If you try to define a constant in all caps, you will get an error message:

neo> MY_CONSTANT = 10
It looks like you're trying to define a constant in all caps. In NeoHaskell, constants are defined in `camelCase`,
as names that start with uppercase letters are reserved for types.

Read more about constants in the docs:

They Are Really Constant, Tho

You might be wondering, what happens if I try to change the value of a constant? Let's try it:

neo> myConstant = 10
neo> myConstant
neo> myConstant = 20
neo> myConstant

Hey, you lied to me! You said that constants are constant, but I just changed the value of myConstant!

Well, not really. What you did was to create a new constant named myConstant with the value 20. The old constant named myConstant with the value 10 doesn't exist anymore.
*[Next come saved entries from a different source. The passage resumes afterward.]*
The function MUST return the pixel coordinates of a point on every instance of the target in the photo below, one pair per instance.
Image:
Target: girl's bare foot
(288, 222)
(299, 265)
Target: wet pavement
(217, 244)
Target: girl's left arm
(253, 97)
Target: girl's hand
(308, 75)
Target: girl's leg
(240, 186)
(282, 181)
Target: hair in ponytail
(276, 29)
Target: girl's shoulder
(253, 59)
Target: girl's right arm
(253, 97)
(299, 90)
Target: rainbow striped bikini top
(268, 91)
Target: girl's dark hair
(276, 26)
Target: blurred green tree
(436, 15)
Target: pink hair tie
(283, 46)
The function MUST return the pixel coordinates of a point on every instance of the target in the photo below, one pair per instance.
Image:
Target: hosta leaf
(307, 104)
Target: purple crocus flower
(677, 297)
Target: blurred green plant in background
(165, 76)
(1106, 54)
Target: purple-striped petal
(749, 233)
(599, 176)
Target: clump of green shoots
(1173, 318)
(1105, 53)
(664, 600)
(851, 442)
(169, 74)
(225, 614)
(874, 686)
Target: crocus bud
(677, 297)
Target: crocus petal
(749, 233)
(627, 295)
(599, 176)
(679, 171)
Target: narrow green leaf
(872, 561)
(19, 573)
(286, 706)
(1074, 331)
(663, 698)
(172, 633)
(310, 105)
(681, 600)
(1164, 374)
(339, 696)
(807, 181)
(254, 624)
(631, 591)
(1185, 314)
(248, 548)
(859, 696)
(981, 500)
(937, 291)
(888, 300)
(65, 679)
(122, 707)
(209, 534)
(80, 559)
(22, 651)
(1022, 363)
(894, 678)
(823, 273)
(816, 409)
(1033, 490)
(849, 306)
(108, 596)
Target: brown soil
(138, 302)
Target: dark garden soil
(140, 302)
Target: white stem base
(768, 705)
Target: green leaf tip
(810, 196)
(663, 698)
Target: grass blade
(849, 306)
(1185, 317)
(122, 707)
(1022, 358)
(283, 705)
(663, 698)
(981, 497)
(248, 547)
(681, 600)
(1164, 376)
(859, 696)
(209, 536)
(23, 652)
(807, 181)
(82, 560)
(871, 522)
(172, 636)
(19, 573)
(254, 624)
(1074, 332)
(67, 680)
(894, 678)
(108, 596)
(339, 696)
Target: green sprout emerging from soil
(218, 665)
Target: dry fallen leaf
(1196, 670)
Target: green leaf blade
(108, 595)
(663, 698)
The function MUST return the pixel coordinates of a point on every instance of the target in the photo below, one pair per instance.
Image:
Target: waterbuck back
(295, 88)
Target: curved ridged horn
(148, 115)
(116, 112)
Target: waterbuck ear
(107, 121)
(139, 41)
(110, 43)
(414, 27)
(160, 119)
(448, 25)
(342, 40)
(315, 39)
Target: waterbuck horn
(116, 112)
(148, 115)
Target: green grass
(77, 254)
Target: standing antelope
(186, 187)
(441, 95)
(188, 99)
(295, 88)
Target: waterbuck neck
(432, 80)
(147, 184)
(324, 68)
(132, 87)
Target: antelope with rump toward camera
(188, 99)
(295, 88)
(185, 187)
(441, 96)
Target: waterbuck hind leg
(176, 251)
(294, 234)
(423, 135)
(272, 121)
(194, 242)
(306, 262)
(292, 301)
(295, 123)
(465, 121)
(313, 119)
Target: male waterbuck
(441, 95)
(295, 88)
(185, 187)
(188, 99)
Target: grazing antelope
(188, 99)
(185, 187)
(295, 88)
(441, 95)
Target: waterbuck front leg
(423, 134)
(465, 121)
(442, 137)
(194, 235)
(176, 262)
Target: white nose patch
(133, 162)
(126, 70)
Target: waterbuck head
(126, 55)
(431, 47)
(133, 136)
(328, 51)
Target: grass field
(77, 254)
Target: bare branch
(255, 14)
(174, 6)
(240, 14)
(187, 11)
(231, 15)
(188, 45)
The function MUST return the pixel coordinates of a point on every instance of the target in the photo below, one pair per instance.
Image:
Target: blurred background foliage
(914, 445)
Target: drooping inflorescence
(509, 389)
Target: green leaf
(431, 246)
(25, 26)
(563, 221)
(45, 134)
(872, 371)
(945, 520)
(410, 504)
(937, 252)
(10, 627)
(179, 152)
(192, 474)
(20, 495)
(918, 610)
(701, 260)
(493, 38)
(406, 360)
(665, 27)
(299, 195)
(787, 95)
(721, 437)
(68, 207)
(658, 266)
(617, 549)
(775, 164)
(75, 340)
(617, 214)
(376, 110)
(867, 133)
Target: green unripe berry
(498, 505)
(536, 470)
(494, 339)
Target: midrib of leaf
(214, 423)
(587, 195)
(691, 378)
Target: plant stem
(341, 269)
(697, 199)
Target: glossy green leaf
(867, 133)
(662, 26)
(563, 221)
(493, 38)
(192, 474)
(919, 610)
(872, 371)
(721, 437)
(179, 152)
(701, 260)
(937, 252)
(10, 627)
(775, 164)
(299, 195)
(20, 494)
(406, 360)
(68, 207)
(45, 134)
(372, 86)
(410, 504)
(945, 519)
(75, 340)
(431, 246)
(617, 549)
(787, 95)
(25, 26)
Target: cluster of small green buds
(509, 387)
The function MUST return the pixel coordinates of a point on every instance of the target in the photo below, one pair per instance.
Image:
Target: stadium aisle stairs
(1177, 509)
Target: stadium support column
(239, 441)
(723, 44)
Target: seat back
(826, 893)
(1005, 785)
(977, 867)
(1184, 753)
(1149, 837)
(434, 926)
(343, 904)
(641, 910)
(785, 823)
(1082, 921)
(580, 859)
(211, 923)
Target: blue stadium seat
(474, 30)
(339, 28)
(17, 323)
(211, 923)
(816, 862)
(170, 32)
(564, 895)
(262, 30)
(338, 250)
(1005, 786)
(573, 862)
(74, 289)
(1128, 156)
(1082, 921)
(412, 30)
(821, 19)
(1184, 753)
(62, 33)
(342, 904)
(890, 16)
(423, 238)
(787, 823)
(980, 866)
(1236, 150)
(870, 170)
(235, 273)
Let's try doing one thing, incrementing the constant by one:

neo> myConstant = 10
neo> myConstant = myConstant + 1
neo> myConstant

-- oops! the REPL froze! 🥶

Nope, it's not your computer, the REPL just froze (you can press Ctrl + C to cancel the operation), and it is an expected behavior.

Why is this happening? What's happening here is that when defining a constant, the compiler is not really calculating the value on the right side of the equals sign, but instead, it is just storing the expression as it is.

When you try to use it (like when you write myConstant in the REPL), the compiler will calculate and store the value of the constant at that moment, as it is the first time that you are using it. This is called lazy evaluation, and we will go more in depth in the next section.